Aslında ifade ve duruş olarak bağımsız olsam bile ilk yayınladığım işler yine ana akım ya da butik müzik şirketleri aracılığıyla yayınlandı, son albüm hariç. Belli çevreler ya da yapılardan uzaklaştıkça, bazı edinilmiş kaygılardan sıyrıldıkça bu “insan gibi” hissetme ve ifade edebilme haline daha yakın olduğumu hissediyorum. Neyi nasıl söylediğimiz hem kimliğimize hem de sosyal ve ekonomik güvencemize bağlı olduğu yerde bir devlet memurunun da bir sanatçının da bu düzen içinde kaygısı benzer oluyor ama bize modellenen yaşam koşulları ve gereklilikleri (mülkiyet edinmek, bazı sosyal statüsel edinimler) bir kenara koyulup, yaşamın ne kadar uzun süre ya da nasıl fiziki koşullarda değil de nasıl, neyi anlatarak, kendi içinde nereye sadık kalınarak ve ne için yaşandığının önemi hatırlandığında bazı denklemler çok basit gerçekten.

“Ben de bu neslin bir ürünüyüm ve eleştirdiklerimi yapıyorum…”

Canlı performanslarına bir kez daha dönmek istiyorum.

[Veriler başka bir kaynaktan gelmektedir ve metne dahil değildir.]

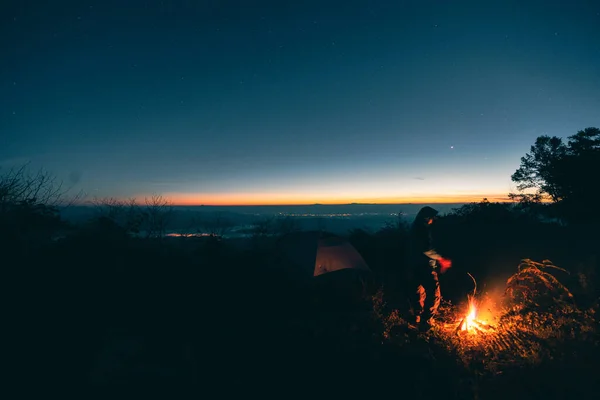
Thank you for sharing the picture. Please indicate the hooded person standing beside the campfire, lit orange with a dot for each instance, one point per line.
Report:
(424, 261)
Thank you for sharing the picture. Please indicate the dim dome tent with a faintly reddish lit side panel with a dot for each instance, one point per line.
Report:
(312, 254)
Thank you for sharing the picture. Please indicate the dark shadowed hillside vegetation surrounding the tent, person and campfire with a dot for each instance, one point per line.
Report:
(98, 311)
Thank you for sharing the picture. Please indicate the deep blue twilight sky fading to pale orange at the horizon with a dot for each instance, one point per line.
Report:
(223, 102)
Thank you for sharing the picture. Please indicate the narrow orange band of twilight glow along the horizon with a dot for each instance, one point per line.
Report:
(275, 199)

Yıllardır çok fazla sayıda konser verdin, çok fazla dinleyiciyle buluştun. Bu süre zarfında Türkiye’deki müzik dinleyicilerinin değişimini nasıl görüyorsun? Mesela sosyal medya, konser alışkanlıklarını nasıl değiştirdi sence?

Aslında benim yolumun başı sosyal medyanın ve dijital müzik platformlarının öne çıktığı zamanın başına denk geliyor, 2014-2015 yıllarına. Çok farklı bir çağı gördüm diyemem ama etkileşim endekslilik, müziği yapıldığı mekanda, anda olarak tecrübe etmek değil de bir “edinim” için, hikaye için video kaydetmek ya da “ben de buradaydım” diyebilmek için, gösteri içinde gösteri için kovalamak gibi temalar giderek keskinleşiyor. Yaşlı yaşlı konuşmayayım, ben de bu neslin bir ürünüyüm ve eleştirdiklerimi yapıyorum, amacım üstten bakmak, didaktik konuşmak değil.

Şimdi neler olacak Deniz Tekin cephesinde? Albümden sonra neler var sırada?

Albümün ikinci kısmı var, bir yandan da bu anlatıdan bağımsız, tek başına yayınlansa iyi olacak şeyler de yazmaya devam ediyorum. Müzik hep güzel, tekli de olsun, albüm de olsun, devam işte.

dergy.com okuyucularına ve dinleyicilerine mesajlarını da almak isterim. 🙂

Bu anlattıklarımın sadece benim sorularım ve cevaplarım olmadığını biliyor, benzer vahalardan uyanıp benzer duvarlara çarpanlara sevgilerimi ve yoldaşlığımı gönderiyorum. Yalnız değiliz ve halledeceğiz.